Brian Grant on BI

 DAX, Data Modeling, and Power Query


Understanding DAX Column References (Part 2)

In the last post we learned that a column reference can be interpreted one of three ways depending on where it’s being made:

  • Current Row Reference
  • Model Column Reference
  • Table Column Reference (aka Temp Column Reference)

With the first two on the list being the most important to understand because they are the ones new DAX authors will encounter with the greatest frequency.

We also learned that all Iterators must be given a Per Row Formula (usually as the second argument). This is the formula that it will run once per row of a Temp Table. Within the Per Row Formula, you will often type in the name of a column to get “that row’s” value. This is called a Current Row Reference, or a reference that retrieves a single value of the current row.

In general, any column reference in DAX is a Current Row Reference, unless it is being made within one of a handful of functions that wants one of the other kinds of column references.

In this post we’re going to learn about the second kind of reference and why when we see it in our code, we need to envision it as something completely different than the first kind.

Setting Things Up

Let’s imagine that our business is interested in “order surplus”.

This just means, when a customer orders something, if they order more than one of the thing, anything past that first one thing is called surplus. So if I order 15 burgers, 14 are considered surplus. If I order 100 Salads, 99 are surplus. If I order 1 pasta plate, there is zero surplus.

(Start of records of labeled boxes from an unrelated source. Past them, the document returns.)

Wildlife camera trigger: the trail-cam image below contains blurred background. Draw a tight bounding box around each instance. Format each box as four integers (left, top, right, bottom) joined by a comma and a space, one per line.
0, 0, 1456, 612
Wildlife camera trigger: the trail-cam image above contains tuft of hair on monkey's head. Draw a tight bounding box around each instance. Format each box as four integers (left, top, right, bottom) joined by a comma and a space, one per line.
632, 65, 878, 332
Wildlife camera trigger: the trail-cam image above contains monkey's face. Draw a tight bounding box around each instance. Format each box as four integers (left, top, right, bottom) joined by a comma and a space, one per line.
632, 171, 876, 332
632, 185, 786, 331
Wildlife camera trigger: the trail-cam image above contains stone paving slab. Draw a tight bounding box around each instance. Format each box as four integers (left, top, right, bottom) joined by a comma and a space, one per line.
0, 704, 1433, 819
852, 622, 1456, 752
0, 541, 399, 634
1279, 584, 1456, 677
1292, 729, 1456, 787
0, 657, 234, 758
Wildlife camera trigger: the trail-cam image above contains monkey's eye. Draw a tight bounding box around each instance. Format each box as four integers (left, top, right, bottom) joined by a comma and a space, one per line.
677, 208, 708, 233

(An odd example, but this keeps the math easy so we can focus on DAX).

If we wanted to find the max surplus for across our orders, one way we could do that is start by getting a table of all the unique quantities across our orders, then subtract 1 from each number, and keep the biggest number.

Here’s the DAX measure that does that:

Biggest Order Surplus =
MAXX(
    VALUES( Sale[Qty] ),
    Sale[Qty] - 1
)

We’ll be to coming back to the VALUES thing, but for now let’s focus on argument 2, just to spend a second reviewing what we learned in the last post. Let’s pull argument 2 out into isolation:

Sale[Qty] – 1

OK, so that is our Per Row Formula, MAXX will run this formula once per row of a table.

The very first thing in it is a Current Row Reference of Sale[Qty] followed by ” – 1″. So this Per Row Formula says:

“Get the value of Sale[Qty] for this row and subtract one from it.”

This will give us the surplus for each row. Here’s the Data Model, and the Power BI Visual:

So when the slicer is set to “Lunch” the Biggest Order Surplus is 2. Scanning the Sale table in the Data Model we can see quantities of 2, 1, 1, and 3. So for the biggest order ever (3), the surplus is 2. Great, but how did the Measure get that number?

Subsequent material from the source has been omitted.